Raynor tucked the case of beer under one arm and picked up his brown paper sack with his free hand, cradling the burden against his chest. His destination was the fourth cottage on the left, the one with a large green and white spider plant hanging next to the door. He knocked and was promptly admitted.

Another car parked in front of me and two men got out, one black and one white, both with short haircuts, both edging toward forty. One carried a large bucket of take-out chicken, and the other a grocery sack similar to the one Raynor had carried. I heard one man laugh and say, “Didn’t I tell you never to draw to an inside straight?” I watched them walk into Marion Court, their destination the fourth cottage. So the Friday night poker game made the transition from Guam to Alameda. I’d say the odds were good that the game’s host was Chief Yancy.
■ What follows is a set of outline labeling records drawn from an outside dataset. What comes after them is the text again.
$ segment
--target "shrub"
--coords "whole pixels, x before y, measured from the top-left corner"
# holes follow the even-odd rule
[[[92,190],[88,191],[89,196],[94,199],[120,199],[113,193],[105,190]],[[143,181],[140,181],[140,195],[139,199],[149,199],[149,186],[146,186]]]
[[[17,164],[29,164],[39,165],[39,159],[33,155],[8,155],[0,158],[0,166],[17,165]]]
I got to Le Cheval just as the waiter set Alex’s dinner in front of him. He raised black eyebrows above his dark brown eyes and greeted me with his quirky smile. I glanced at the menu and ordered, glad that I’d have enough time for dinner. It had been several long hours since my salad at lunch. Fortunately the service at the Vietnamese restaurant was quick and efficient, and Alex and I were able to get to the Paramount Theater right before the show started at eight o’clock.

We bought our tickets at the box office under the Paramount’s brightly lit marquee, advertising Bette Davis in Dark Victory, then strolled through the sumptuous green and gold lobby, In the orchestra section we found two vacant seats near the aisle and sat down, listening to the guy at the Wurlitzer organ play “Strike Up the Band.”

“The tail job,” Alex said, draping his arm around my shoulder, “is it the case that involves a sailor?”

“Yes.” I waited a moment as the organist segued into “Night and Day.” “This Chief Yancy in your department, did he just transfer here from Guam?”

Alex looked alarmed as he swiveled his head in my direction. “You’re not investigating Chief Yancy?”

I shook my head. “No. Someone who knew him on Guam.”

“There’s another man in my department whose last duty station was Guam. Also a recent arrival.”

“Sam Raynor?” I guessed.

“Damn.” Alex frowned. “I don’t like the sound of this.”